Meinung: Der neue Film von Christian Petzold stellt eine schwierige Übergangsphase
dar, vom zweiten Weltkrieg und dem dritten Reich hinüber in einen Neuanfang,
der mit abgeklärter Mühe versucht, das Vergangene hinter sich zu lassen. Mitten
drin: die Überlebenden, die Heimkehrer und vorallem Verletzten,
Traumatisierten. Sie scheinen auch glatt vergessen, sind zwar präsent, aber
werden (auch aus Schuldgefühl) gemieden, während der Alltag unter neuer Leitung
so weitergeführt wird, als sei nichts gewesen. Aus dieser psychologischen
Dissonanz erbaut er sodann ein potenzielles Melodram, das sich jedoch keinen
typisch-melodramatischen Stilistiken hingibt, stattdessen Understatement
praktiziert, was aber auch zur Protagonistin Nelly (Nina Hoss) passt - eine
ehemalige Sängerin und aus dem KZ-befreite Jüdin, deren entstelltes Gesicht
dank der Unterstützung ihrer idealistischen Freundin Lene (Nina Kunzendorf)
zwar halbwegs rekonstruiert wird, aber keine rechte Perspektive für sich finden
kann, außer die Wiedervereinigung mit ihrem Mann Johannes (Ronald Zehrfeld).
Johannes und Nelly
Der erkennt sie
zwar nicht wieder, aber sich ihm zu offenbaren traut sie sich ebenso nicht,
eben weil sie sich auch selbst nicht in den zerbrochenen Spiegeln zerbombter
Häuser findet - nur diese starrenden, verwundeten und mit Grauen-erfüllten
Augen. Allein diese optische Präsenz, die Hoss ihrer Figur zukommen lässt,
definiert die brutalen Tiefen des erlebten Martyriums, ohne dass Petzold da mit
filmisch-aufdringlichem Stempel auf die Tränendrüse drücken muss - lediglich
eine direkte Anekdote, auch schlicht erzählt, offenbart noch genauere Einblicke
in das bereits bekannte Bild vom Holocaust und vom Krieg, das sich die
Charaktere in diesem Film am liebsten wegwünschen würden ("Danach wird
dich keiner fragen."), obwohl ja überall Trümmer liegen.

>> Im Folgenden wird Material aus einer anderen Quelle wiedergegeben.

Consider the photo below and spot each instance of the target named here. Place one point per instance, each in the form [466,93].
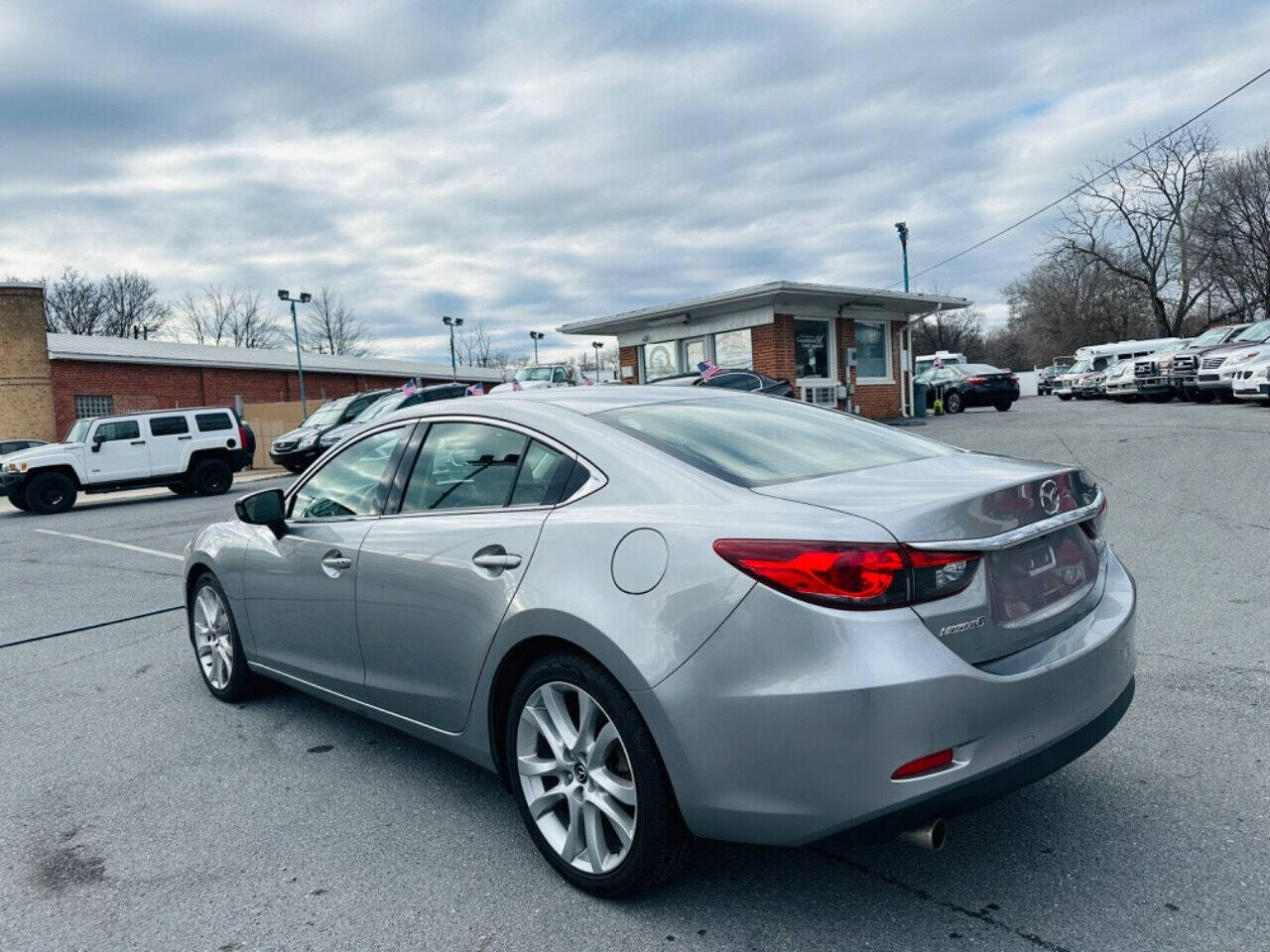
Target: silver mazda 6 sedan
[663,613]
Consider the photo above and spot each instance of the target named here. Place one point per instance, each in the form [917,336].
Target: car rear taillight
[849,574]
[924,765]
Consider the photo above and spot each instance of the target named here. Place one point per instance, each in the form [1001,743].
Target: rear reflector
[924,765]
[849,574]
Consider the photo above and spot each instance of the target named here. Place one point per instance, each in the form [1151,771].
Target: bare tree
[959,331]
[227,316]
[1141,222]
[475,347]
[131,306]
[1236,223]
[73,304]
[249,326]
[331,327]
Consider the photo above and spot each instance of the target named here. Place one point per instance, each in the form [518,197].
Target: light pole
[305,298]
[902,227]
[598,345]
[452,322]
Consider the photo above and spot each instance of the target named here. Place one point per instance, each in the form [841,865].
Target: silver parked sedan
[661,613]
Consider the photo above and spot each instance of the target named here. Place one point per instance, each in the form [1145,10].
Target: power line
[1089,181]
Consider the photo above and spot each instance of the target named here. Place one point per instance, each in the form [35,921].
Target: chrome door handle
[497,561]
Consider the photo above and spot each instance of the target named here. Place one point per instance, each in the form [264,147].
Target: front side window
[761,442]
[168,425]
[119,429]
[871,350]
[733,349]
[349,483]
[463,466]
[812,348]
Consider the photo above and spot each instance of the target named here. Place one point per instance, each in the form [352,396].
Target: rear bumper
[786,725]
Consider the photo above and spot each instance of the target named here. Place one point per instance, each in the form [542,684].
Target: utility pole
[305,298]
[452,322]
[902,227]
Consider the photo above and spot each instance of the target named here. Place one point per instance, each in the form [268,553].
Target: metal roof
[75,347]
[774,294]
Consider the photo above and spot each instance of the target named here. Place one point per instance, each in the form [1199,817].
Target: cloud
[535,163]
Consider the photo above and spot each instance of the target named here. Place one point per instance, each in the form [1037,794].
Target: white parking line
[111,542]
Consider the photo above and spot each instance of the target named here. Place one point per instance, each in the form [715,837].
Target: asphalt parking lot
[139,812]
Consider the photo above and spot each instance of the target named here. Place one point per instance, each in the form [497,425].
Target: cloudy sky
[532,163]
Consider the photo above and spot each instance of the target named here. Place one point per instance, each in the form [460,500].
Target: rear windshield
[758,442]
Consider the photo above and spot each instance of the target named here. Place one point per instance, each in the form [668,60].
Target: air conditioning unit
[821,397]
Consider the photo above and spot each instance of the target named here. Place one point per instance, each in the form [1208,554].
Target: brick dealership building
[835,344]
[49,380]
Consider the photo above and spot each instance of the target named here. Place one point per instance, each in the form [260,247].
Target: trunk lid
[1020,594]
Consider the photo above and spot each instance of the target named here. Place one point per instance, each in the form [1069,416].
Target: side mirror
[263,508]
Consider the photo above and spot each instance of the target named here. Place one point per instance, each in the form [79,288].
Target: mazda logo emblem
[1049,497]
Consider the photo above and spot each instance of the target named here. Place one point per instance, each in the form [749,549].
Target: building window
[661,359]
[93,407]
[873,350]
[733,349]
[812,349]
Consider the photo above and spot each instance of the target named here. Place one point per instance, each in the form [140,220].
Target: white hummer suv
[190,451]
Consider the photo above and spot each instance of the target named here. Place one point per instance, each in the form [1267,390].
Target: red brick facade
[136,388]
[772,348]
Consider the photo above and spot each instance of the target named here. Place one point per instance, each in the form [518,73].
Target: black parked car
[966,385]
[733,379]
[394,402]
[294,451]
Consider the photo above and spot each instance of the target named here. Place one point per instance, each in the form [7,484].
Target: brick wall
[26,385]
[136,388]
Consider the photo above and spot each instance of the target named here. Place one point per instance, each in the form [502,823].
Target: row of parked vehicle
[1224,363]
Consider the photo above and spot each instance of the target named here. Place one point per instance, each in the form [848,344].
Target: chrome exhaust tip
[930,835]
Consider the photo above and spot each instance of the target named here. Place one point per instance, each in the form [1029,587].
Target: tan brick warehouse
[26,379]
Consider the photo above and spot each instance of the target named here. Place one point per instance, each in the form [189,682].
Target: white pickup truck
[190,451]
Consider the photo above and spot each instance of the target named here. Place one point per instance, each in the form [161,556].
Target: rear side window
[121,429]
[762,442]
[208,422]
[463,466]
[543,476]
[168,425]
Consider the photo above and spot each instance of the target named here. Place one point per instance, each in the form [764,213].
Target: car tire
[211,477]
[50,493]
[214,639]
[572,802]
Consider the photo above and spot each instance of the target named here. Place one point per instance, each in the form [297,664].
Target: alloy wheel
[213,642]
[575,777]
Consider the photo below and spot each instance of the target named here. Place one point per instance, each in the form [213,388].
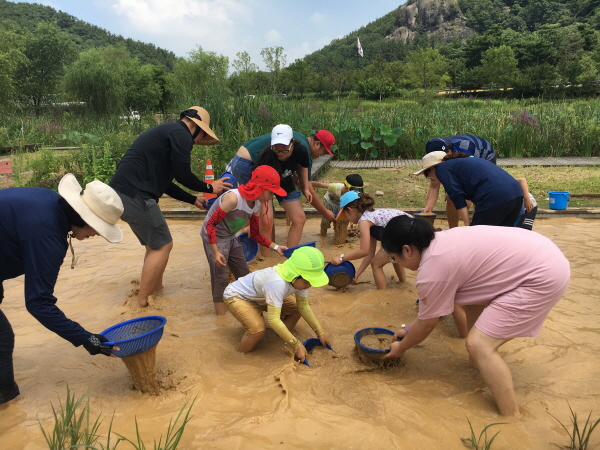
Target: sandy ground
[264,399]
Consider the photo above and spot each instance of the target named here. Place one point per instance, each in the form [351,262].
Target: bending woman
[290,153]
[34,225]
[358,208]
[507,279]
[497,196]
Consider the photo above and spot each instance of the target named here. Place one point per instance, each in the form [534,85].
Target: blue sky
[229,26]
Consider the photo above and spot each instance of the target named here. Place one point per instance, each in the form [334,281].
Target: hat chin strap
[196,133]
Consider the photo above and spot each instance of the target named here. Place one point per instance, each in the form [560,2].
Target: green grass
[404,190]
[482,442]
[363,129]
[579,438]
[74,428]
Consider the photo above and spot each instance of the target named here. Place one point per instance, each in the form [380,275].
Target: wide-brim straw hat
[98,205]
[201,118]
[430,160]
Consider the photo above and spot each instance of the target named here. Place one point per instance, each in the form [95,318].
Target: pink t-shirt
[480,264]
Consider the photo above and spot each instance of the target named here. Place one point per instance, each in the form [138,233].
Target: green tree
[201,77]
[426,69]
[111,82]
[11,56]
[48,52]
[274,59]
[245,71]
[499,66]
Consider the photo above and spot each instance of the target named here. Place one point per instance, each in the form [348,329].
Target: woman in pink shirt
[507,279]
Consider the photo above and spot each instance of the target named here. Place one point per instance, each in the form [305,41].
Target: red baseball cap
[264,178]
[327,139]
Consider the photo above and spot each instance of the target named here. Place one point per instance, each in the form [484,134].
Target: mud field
[265,400]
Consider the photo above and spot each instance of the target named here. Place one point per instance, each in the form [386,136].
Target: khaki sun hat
[201,118]
[430,160]
[98,205]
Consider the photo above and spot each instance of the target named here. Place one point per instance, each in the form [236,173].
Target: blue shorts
[241,169]
[291,197]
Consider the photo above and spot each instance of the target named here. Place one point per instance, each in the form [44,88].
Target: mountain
[84,35]
[463,29]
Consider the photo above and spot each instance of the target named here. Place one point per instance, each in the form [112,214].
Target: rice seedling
[74,427]
[174,432]
[482,442]
[579,438]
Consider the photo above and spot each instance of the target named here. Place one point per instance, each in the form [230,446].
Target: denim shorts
[240,168]
[146,220]
[292,196]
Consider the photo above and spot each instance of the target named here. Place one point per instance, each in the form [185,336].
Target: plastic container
[311,343]
[340,276]
[249,246]
[135,336]
[372,331]
[558,199]
[429,217]
[287,253]
[231,180]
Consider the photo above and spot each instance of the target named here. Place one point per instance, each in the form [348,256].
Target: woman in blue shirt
[34,226]
[497,196]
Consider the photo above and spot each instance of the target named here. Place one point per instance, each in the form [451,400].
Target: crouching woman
[507,279]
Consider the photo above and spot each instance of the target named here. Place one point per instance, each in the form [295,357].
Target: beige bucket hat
[98,205]
[201,118]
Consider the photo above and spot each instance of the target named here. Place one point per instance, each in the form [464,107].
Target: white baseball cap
[281,134]
[430,160]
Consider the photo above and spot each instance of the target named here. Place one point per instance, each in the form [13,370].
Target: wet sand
[264,399]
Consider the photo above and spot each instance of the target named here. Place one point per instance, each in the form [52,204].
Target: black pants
[504,215]
[8,387]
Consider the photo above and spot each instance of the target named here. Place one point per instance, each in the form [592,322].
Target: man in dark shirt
[34,224]
[146,172]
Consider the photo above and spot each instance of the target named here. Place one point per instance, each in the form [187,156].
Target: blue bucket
[558,199]
[249,246]
[340,276]
[372,331]
[135,336]
[287,253]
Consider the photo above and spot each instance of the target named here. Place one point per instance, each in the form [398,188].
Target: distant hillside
[449,25]
[84,34]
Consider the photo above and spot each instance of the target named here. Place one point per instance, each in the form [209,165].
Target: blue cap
[442,144]
[348,197]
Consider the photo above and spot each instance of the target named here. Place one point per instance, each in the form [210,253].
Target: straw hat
[430,160]
[98,205]
[201,118]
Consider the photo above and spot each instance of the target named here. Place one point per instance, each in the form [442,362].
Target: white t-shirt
[264,286]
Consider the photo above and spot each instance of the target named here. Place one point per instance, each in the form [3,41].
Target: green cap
[305,262]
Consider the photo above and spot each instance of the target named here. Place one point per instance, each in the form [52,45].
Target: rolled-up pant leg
[8,387]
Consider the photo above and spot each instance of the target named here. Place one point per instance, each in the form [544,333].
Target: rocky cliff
[441,17]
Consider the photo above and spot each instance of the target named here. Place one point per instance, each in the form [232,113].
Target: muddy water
[264,399]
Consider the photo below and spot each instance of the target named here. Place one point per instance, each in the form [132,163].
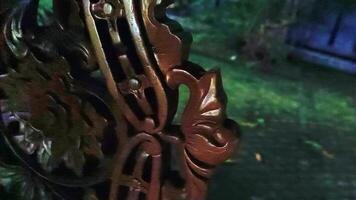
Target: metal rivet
[108,9]
[134,84]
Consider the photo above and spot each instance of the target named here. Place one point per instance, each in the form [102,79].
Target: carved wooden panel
[88,102]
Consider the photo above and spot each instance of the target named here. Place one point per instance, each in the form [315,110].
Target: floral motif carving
[89,110]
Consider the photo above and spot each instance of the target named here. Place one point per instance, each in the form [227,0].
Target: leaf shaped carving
[61,125]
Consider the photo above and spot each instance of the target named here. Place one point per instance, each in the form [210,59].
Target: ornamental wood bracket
[89,103]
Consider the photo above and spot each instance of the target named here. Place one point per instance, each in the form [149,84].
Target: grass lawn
[299,139]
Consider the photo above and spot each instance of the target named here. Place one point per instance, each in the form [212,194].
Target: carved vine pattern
[88,102]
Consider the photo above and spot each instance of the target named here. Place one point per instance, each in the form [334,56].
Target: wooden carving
[88,102]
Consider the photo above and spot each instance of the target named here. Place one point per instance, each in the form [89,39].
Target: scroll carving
[87,103]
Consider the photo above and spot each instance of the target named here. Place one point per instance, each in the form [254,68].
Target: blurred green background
[298,120]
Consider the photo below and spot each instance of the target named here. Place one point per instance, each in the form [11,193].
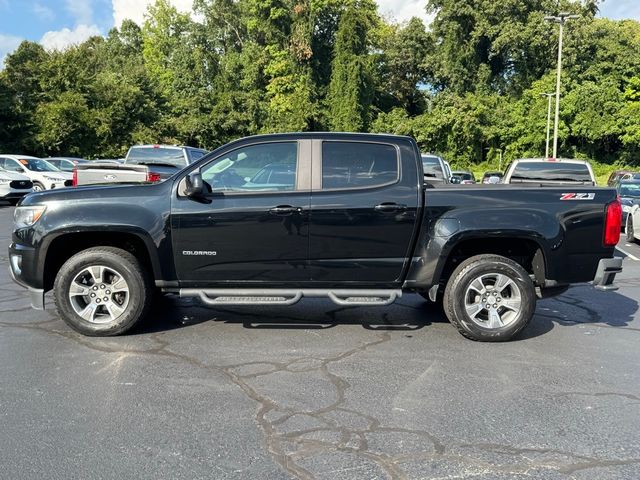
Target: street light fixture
[549,96]
[560,19]
[499,150]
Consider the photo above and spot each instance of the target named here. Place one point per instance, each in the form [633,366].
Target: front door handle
[284,210]
[388,207]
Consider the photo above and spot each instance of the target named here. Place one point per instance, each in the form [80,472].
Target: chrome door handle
[284,210]
[389,207]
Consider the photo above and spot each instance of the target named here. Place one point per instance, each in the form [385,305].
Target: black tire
[629,230]
[457,289]
[138,281]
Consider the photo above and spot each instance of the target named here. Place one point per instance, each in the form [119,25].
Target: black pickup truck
[268,220]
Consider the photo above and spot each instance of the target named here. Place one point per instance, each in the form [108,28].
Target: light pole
[549,96]
[560,19]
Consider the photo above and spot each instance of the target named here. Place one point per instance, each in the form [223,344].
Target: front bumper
[18,275]
[606,274]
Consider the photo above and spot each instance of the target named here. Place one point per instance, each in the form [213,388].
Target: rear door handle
[284,210]
[390,207]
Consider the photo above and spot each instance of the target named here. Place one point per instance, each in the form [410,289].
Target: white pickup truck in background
[143,163]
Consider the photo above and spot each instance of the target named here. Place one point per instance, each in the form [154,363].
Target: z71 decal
[578,196]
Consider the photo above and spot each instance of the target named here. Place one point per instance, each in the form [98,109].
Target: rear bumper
[606,274]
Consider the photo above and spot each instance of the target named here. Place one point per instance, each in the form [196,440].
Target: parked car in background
[487,177]
[66,164]
[143,163]
[618,175]
[435,169]
[629,193]
[14,186]
[466,178]
[43,175]
[550,172]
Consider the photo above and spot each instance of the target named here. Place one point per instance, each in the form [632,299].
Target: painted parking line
[631,256]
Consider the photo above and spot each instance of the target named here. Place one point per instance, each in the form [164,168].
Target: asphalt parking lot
[315,391]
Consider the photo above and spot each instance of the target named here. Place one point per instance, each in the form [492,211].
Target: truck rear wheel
[102,291]
[489,298]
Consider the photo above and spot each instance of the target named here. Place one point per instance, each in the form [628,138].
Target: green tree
[351,89]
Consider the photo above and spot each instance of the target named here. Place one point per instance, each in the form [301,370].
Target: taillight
[153,177]
[613,223]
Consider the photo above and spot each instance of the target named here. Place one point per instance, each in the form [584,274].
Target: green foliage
[468,86]
[351,88]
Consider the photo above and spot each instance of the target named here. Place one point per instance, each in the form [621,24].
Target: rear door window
[432,167]
[551,171]
[348,165]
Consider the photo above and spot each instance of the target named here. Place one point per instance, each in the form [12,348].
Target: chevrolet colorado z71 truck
[268,220]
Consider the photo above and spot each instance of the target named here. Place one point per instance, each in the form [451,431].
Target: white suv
[43,175]
[14,186]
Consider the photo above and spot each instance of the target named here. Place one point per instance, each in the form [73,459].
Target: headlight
[27,216]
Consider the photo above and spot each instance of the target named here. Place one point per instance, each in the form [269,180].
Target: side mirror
[195,186]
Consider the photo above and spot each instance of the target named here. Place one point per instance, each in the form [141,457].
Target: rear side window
[156,155]
[358,165]
[432,167]
[551,171]
[196,154]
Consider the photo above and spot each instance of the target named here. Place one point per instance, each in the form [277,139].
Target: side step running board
[250,296]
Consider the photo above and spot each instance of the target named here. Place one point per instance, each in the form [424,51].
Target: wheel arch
[442,256]
[64,245]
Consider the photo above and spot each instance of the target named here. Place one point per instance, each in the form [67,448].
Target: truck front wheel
[102,291]
[489,298]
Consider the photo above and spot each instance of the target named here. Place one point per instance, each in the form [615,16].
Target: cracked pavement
[316,391]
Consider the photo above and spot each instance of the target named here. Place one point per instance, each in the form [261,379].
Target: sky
[56,24]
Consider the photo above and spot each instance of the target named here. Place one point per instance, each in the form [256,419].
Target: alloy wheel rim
[493,301]
[99,294]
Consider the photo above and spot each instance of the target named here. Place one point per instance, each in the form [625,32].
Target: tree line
[467,86]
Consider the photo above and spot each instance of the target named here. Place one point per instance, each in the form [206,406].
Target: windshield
[463,175]
[38,165]
[551,171]
[156,155]
[432,167]
[630,190]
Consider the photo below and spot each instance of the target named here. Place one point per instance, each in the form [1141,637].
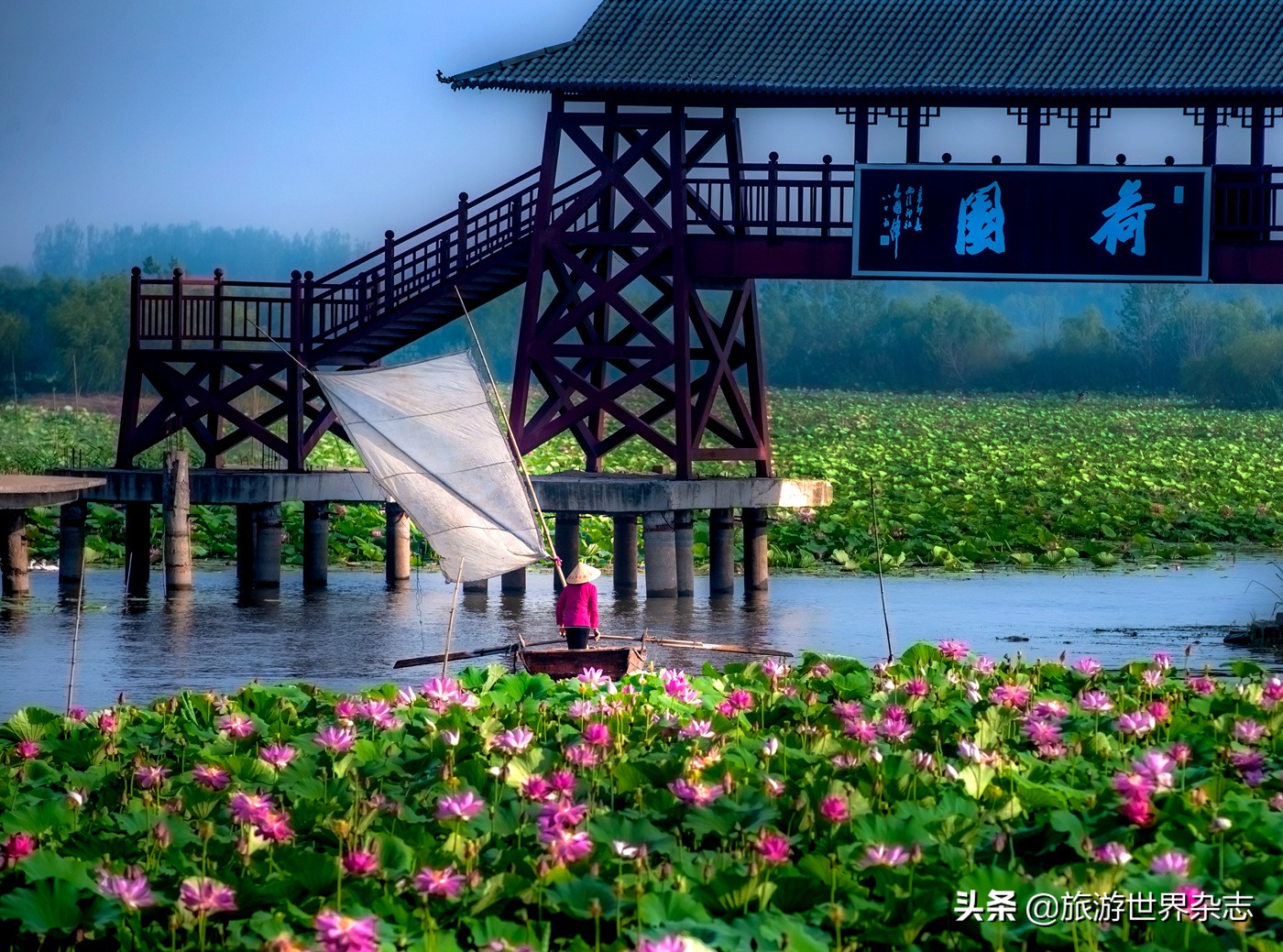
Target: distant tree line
[66,326]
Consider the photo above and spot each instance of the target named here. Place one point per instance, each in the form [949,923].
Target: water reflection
[350,633]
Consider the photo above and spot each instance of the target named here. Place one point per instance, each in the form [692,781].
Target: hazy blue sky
[324,115]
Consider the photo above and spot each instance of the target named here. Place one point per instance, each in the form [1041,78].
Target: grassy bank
[955,480]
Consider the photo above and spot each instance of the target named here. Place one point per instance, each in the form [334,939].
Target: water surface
[349,634]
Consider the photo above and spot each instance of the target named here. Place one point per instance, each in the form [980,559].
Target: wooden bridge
[641,310]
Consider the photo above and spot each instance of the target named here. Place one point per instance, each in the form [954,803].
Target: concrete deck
[565,492]
[22,492]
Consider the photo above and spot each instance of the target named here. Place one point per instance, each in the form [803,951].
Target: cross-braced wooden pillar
[625,343]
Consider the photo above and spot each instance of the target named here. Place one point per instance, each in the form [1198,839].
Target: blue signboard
[1033,222]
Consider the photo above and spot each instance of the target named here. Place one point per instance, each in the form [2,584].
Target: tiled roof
[945,48]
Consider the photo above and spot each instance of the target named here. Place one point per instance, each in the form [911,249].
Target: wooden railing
[748,199]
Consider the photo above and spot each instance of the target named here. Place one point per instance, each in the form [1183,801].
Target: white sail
[430,439]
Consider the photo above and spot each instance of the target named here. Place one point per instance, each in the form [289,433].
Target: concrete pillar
[513,583]
[137,548]
[246,541]
[721,552]
[566,543]
[661,554]
[625,556]
[756,575]
[176,505]
[267,545]
[15,566]
[71,543]
[316,545]
[684,551]
[397,537]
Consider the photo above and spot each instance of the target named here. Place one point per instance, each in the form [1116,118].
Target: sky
[323,115]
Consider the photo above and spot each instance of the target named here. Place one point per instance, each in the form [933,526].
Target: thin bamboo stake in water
[449,627]
[512,442]
[80,602]
[882,592]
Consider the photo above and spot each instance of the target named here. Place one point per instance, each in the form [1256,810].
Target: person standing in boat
[576,606]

Bezeichnenderweise geistert sie dann auch wie hypnotisiert durch den neuen Club
'Phoenix', in dem ihr Mann arbeitet und beobachtet eine Welt, der sie fremd
geworden ist und die sie auch auszuschließen versucht. Schließlich nimmt
Johannes ihr sich aber doch noch an, jedoch mit dem Plan, dass sie sich als
seine Frau ausgeben soll, damit er an ihr Geld herankommt, weil alle anderen
Familienmitglieder ihrerseits verstorben sind und ihr jetzt alles zusteht.
In den Trümmern der alten Welt
Daraus entwickelt sich sodann eine bittersüße Erfahrung für sie, indem er Nelly
wieder auferstehen lässt, obwohl er nur für eigene Zwecke handelt, unwissend
darüber, dass sie es wirklich ist. Dass sie sich ihm (abgesehen von einigen
missglückten Versuchen) fortwährend nicht zu erkennen gibt und er auch trotz
klarer Zeichen schlicht nicht darauf kommt, dass sie the real mccoy ist,
mag zwar ein Stück weit konstruiert wirken, doch passt es perfekt zur
psychologischen Tragik des Films, in dem nun mal von vielen (vorallem
männlichen) Seiten versucht wird, Bewältigung und Reflexion zu verdrängen,
alles Vorherige als geradezu statistische Erinnerungen abzuheften ("Der
war ein Nazi. Die hier ist tot.") und schlicht mit dem Leben
weiterzukommen. Dies alles geschieht in einem intimen Aufbau, den Petzold
ausschließlich seinen Charakteren überlässt und dabei auf detaillierte oder
oberflächlich-reißerische Außenfaktoren verzichtet.
Klar ist der historische Rahmen präsent, schließlich beeinflusst er ja das
gesamte innere Leiden von Nelly, doch er bleibt genauso funktional wie die
behutsame Dramaturgie des Ganzen, aus dem die Nachvollziehbarkeit für die
Figuren noch markanteren Raum erhält - mit aller natürlicher (und doch kurzweilig/pragmatisch
geschnittener) Stille, durchgehend darin wirkender, verlorener Identitäten
packend. Ein spannendes schnörkelloses Stück Kino, so subtil und doch
treffend-empathisch, dass es letzten Endes selbst mit der vorhersehbarsten
Fassungslosigkeit der Offenbarung und der gleichzeitigen, doppelbödigen
Reinkarnation messerscharf ins Herz dringt.